I don’t believe that’s their real reason for not doing so, nor has there been anything to suggest that Niemann’s data/investigation is an outlier as compared to all the many, MANY other banned high level chess players. All that seems to differ in Niemann’s case is that he beat Magnus, in a manner that almost all experts agree was not suspicious or indicative of some sort of cheating.

Chess.com have not covered themselves in any glory in all of this and their motives are suspect (not that their conclusion that he cheated in specific online games, but in their report, how they targeted Niemann, when they targeted Niemann, and how they seem to be treating him differently than other banned high-level players).

Hans has big Billy Mitchell energy.
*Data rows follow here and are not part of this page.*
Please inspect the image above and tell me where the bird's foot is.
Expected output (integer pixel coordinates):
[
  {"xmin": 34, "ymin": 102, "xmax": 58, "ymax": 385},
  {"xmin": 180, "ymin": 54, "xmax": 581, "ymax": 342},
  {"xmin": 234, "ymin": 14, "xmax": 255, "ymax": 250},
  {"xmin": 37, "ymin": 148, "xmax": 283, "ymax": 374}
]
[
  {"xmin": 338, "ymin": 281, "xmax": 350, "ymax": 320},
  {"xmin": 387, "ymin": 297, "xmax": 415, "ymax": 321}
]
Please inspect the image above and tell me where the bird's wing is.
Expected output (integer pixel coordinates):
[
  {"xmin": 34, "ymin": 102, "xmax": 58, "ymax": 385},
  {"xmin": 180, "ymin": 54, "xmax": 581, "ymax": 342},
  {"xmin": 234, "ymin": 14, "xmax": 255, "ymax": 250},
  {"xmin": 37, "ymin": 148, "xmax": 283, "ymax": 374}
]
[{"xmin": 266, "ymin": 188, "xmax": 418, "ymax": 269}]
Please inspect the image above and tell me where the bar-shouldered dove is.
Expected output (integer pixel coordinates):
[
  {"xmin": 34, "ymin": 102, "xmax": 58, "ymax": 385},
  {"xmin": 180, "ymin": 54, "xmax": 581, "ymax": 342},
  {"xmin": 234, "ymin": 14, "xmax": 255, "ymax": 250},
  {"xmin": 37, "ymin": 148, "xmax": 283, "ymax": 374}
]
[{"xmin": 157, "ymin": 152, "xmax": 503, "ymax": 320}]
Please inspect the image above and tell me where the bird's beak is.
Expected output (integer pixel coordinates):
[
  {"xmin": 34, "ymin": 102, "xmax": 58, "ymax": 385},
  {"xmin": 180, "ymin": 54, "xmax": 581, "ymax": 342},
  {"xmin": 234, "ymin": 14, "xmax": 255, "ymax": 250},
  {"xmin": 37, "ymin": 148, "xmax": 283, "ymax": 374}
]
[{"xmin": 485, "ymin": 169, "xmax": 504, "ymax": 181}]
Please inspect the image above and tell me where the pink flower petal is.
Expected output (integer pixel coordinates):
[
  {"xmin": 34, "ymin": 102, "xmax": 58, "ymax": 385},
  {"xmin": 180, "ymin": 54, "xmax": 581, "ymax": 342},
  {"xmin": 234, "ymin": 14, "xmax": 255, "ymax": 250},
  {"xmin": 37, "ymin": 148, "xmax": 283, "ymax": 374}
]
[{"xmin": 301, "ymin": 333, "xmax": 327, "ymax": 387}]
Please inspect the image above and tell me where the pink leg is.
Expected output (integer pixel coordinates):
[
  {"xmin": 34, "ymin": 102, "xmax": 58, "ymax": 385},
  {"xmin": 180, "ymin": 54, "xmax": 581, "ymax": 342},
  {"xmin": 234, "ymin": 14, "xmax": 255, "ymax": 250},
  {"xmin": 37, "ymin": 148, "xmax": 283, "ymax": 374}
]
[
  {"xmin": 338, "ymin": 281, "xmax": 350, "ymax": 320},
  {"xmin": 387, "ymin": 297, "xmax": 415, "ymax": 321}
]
There may never be a smoking gun to take the smirk off Hans, but it’s notable that Billy stayed smug even after damning statistical evidence was found.

There’s an irony here that cheating in chess almost doubles as training, so he probably was improving his play along the way, but he has also robbed himself of ever being above suspicion. In my view, he’s also undeserving of the chance to compete in some cases. It’s wild that Chess.com is so forgiving even where money is on the line. Maybe they’ll change their mind on that front.

Yeah, I’m sure he did cheat.

I’m with you: I’m finding the reaction from the chessies of “oh my God, there’s cheating to going on in this establishment” pretty silly. It’s a lightly-regulated competitive activity with money on the line…of course there’s rampant cheating.